Excellent, well detailed discussion points, thank you!

Architectural Design Considerations

One thing we have to be very considerate of is the effect / implications of any feature on blockchain state and any potential of future mutability. Blockchain by its nature is immutable, or at least constrained to monotonic state updates, thus any on-chain feature needs to benefit from this attribute or have it as a requirement. Any features that do not are probably better implemented off-chain as a support / auxiliary service... however, these services / features may be another application specific blockchain.

For example, a search feature requires indexing to make search more efficient. Indexing, especially when combined with tags / ratings, are by its nature dynamic. This translates to inefficiency when expressed in on-chain state due to the high mutability of the data and would thus be better to implement as an off-chain service from an architectural perspective.

However, a full blown rating or reputation system is useful across many different scenarios and may possibly present an opportunity for an application specific blockchain, or smart contract complex, that is solely focused on this. Utilizing the protocol it can be coupled to numerous services (both contracts and even other chains) that require a censorship-resistant, verifiable, and pseudonymous rating and reputation system. But, it will come with some serious challenges of its own... scalability springs to mind!

Separate Necessary- from Convenience Features

A great exercise in this regard is to identify each feature as necessary or convenient.
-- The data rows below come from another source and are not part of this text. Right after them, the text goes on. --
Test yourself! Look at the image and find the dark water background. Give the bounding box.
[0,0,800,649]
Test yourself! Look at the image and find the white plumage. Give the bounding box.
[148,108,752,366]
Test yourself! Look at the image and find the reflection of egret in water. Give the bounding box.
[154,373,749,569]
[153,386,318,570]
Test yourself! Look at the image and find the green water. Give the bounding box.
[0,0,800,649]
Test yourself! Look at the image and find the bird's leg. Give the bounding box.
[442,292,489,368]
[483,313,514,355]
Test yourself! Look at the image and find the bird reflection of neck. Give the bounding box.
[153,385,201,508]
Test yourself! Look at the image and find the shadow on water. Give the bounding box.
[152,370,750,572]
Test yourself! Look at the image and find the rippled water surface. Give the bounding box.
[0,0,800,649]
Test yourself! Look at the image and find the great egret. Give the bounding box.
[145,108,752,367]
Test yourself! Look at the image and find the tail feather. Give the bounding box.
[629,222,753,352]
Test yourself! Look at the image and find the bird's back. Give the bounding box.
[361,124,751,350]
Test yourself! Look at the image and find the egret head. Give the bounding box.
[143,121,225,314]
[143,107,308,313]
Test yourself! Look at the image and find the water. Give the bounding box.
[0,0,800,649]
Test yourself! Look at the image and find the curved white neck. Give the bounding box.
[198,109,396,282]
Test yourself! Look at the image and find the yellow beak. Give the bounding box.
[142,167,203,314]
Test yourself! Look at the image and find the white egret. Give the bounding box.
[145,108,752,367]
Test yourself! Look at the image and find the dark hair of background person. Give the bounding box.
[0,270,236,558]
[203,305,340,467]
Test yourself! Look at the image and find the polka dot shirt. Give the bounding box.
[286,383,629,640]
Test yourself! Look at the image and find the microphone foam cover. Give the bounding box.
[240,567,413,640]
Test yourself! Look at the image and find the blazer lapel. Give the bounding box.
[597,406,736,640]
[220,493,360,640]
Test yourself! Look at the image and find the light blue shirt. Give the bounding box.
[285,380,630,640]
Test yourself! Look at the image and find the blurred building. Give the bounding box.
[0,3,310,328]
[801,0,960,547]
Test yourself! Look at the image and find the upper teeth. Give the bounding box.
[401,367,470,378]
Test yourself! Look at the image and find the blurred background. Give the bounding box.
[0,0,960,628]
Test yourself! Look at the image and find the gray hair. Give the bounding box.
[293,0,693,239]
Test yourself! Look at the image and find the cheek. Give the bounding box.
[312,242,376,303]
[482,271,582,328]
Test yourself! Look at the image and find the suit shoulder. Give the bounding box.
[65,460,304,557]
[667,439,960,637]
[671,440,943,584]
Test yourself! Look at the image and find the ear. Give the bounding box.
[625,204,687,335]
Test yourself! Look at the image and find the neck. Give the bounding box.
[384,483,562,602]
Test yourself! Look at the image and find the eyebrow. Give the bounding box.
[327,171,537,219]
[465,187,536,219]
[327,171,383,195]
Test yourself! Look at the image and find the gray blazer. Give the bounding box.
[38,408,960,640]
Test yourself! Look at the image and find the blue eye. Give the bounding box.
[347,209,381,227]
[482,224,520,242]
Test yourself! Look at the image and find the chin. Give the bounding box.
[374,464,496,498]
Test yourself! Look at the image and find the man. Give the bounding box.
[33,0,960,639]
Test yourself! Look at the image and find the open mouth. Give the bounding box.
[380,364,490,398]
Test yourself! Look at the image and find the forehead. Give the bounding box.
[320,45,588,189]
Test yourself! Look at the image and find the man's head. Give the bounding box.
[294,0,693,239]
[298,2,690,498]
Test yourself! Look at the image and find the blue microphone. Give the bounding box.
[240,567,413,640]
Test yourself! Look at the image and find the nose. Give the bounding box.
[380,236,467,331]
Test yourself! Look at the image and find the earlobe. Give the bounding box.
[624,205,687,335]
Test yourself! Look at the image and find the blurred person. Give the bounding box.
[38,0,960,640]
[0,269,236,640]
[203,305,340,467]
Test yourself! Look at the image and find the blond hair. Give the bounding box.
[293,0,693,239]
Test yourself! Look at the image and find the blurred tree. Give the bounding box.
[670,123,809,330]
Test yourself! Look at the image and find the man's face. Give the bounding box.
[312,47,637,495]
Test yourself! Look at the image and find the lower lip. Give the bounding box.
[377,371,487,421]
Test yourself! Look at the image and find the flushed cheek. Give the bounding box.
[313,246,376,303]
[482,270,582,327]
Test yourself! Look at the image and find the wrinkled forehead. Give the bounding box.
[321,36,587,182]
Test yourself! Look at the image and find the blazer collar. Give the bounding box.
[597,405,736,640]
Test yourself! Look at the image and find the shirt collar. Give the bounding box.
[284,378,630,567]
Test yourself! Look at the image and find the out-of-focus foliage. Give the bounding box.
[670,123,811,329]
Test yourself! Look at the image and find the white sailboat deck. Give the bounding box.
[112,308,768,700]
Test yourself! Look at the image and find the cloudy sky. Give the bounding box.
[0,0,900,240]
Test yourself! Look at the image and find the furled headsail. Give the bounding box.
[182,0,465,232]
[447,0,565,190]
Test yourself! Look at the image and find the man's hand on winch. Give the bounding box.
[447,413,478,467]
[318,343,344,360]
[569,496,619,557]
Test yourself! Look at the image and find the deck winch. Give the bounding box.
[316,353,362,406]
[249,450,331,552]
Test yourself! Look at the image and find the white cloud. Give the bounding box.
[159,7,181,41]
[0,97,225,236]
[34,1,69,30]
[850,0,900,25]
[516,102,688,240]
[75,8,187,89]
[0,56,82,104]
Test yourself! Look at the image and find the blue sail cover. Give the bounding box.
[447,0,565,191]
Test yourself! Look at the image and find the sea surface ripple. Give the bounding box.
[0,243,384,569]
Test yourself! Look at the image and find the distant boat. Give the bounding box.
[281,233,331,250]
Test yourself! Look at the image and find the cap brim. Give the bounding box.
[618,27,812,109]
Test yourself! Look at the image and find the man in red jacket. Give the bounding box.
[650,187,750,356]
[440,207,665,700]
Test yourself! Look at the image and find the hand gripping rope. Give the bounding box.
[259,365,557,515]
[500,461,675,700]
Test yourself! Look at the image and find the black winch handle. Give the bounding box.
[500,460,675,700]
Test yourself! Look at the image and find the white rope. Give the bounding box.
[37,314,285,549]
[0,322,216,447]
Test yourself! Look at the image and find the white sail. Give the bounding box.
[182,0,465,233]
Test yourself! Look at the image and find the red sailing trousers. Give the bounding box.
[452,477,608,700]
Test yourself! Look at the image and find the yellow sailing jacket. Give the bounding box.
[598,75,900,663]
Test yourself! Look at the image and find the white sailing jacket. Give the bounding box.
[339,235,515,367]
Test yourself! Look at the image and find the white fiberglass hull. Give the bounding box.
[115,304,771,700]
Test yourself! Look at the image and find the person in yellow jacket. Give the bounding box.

A simple way to distinguish this is to simply ask what it would take to achieve the desired outcome. For example, enhanced searching only requires additional indexing to be built or provided across already existing data, thus it can be classified as a convenience feature. Conversely, you may find that a specific convenience feature needs some additional state or metadata, which in turn makes this data a requirement. At this point, examine if it can be separated into distinct necessary and convenience features.

Opportunity: From a Business Perspective

Remember that services constitutes tertiary economic activity. Thus, if a specific convenience service could be of value to a larger number of users / developers within the ecosystem, it may well present an opportunity to build such a service for benefit, just as plumbers and electricians provide services to maintain and improve infrastructure.

This is exactly the reason why Archway provides rewards mechanisms to ensure that any such services, deployed as contracts, have the opportunity to benefit both creator / maintainer, as well as the larger Archway ecosystem.

Conclusion

Hopefully the above provides some additional pointers and insights to help inspire, as well as shape thoughts and designs from an architectural perspective.